Whatever your plan of action is with exercise or money saving, I’m a huge advocate of keeping track, and I find doing so to be a great way to hold myself, well, accountable. I even want to give myself gold star stickers sometimes like I used to get for spelling tests in grade five. But one of the best things is that my favourite form of exercise is free, as are many other options. Or you could check out if your local community centre offers a great New Year’s discount for those willing to commit to a year’s pass for the fitness centre, like the one in my area. Either way, community centres are often an affordable way to go, with a variety of commitment levels and exercise options. For yourself, think about what inspires you, what will motivate you, what will make you feel proud of yourself, and help you “earn” your version of treats. And just do it.

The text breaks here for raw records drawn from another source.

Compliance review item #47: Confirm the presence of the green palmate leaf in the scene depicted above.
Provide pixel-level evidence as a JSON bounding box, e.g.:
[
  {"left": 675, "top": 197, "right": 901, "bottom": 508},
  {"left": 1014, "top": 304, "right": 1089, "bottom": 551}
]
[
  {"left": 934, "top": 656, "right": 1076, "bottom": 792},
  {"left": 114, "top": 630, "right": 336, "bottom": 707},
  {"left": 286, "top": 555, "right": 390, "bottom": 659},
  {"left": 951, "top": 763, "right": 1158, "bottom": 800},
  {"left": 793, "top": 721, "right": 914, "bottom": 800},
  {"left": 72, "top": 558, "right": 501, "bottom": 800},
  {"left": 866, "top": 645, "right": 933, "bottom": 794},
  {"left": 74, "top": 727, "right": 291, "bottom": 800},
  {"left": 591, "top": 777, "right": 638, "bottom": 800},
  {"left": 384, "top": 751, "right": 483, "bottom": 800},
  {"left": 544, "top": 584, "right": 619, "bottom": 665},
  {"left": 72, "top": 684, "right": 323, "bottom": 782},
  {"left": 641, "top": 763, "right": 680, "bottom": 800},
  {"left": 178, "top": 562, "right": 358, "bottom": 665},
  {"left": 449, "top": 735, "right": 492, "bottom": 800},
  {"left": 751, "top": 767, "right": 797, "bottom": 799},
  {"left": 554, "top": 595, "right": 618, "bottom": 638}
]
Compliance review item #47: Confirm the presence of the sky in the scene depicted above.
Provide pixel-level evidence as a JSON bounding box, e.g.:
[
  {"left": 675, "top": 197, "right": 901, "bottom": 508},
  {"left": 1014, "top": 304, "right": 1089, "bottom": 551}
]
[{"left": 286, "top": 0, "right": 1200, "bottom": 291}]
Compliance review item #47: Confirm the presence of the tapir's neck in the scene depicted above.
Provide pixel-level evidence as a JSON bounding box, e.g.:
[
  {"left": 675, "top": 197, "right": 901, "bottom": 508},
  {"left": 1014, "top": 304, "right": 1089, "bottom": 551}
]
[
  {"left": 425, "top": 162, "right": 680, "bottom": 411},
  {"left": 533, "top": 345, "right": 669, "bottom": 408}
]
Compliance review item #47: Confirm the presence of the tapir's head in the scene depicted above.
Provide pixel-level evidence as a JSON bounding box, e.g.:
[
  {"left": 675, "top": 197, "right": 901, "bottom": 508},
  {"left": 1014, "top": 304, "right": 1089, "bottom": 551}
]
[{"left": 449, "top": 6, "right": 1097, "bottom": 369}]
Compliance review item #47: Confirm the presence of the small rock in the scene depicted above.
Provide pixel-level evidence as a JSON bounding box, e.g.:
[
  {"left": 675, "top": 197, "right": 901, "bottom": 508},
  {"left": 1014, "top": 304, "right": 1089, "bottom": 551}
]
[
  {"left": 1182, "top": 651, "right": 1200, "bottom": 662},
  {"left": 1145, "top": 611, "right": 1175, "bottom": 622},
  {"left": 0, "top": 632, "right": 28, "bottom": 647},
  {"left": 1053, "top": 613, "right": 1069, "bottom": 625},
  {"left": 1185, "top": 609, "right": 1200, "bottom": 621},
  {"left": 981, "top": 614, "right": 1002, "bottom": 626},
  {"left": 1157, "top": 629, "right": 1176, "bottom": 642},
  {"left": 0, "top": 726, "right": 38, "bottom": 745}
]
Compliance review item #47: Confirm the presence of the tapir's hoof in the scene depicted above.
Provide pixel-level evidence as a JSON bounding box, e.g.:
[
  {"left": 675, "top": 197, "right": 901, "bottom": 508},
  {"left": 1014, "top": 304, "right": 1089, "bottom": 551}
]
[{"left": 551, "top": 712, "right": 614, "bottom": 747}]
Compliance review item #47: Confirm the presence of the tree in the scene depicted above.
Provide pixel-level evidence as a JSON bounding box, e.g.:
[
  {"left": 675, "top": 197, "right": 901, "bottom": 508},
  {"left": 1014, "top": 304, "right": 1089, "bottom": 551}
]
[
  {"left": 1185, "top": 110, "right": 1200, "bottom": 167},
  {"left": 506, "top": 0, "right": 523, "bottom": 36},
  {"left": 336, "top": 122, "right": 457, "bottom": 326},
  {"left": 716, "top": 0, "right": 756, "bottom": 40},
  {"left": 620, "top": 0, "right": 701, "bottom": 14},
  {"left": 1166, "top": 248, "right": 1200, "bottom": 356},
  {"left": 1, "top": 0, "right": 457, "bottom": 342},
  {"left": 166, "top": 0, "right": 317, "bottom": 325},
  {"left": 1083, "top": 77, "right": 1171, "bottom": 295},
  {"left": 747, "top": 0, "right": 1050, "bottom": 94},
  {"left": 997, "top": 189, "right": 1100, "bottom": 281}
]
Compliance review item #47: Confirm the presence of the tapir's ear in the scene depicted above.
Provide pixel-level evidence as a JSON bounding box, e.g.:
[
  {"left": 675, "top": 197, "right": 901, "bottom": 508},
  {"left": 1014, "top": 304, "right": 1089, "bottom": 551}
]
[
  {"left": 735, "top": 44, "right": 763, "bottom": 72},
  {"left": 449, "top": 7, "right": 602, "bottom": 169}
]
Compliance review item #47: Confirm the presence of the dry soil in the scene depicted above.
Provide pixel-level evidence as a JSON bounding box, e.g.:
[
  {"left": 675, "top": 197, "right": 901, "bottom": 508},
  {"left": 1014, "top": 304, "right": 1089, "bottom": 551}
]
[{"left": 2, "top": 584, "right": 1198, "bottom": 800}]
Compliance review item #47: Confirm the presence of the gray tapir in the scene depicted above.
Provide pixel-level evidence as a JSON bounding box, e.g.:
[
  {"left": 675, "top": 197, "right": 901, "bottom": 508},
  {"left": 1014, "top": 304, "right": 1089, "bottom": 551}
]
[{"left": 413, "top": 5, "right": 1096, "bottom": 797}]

Carrying on with this health focus, I’ve had to reevaluate my supplement situation. Actually, it’s the whole nutrition thing that I’ve been lacking this year as green juice only gets one so far. But with some research I’ve got clarity on what I need to do, including eating more healthily, and the best part is that some of what I need can be easily acquired outside of the vitamin shop. As Dr. Oz says, one brazil nut a day offers us our daily selenium, helpful for anxiety and offering a variety of benefits to the immune system, and my almost daily walks in the sun, that sometimes shines, are great for my Vitamin D supply. For the others, I look for the combo packs that offer a healthy daily amount of supplements such as calcium, magnesium, and zinc, all in one affordable tablet. A couple hundred tablets for about $10 will last me many months, as opposed to another brand offering half as many tablets of just magnesium, at the same dose as in the combo, for three times the price, and I’ll save about $100 in a year. Okay, the nuts aren’t a big saver as they cost about $10 for three months’ worth, comparable with the cost of a bottle of a hundred selenium tablets for $12, but I love the idea of the body naturally processing a pure source of the nutrient, along with whatever else brazil nuts are good for!
And so now off I go into a cloudy day (come on Vitamin D, sneak on through!) with my revitalized exercise pants and Amazonian infusion of brazil nut energy, walking gratefully into a new year. Simple exercise, simple meals, simple changes, and simple saving. It’s kind of old fashioned, but refreshing, isn’t it?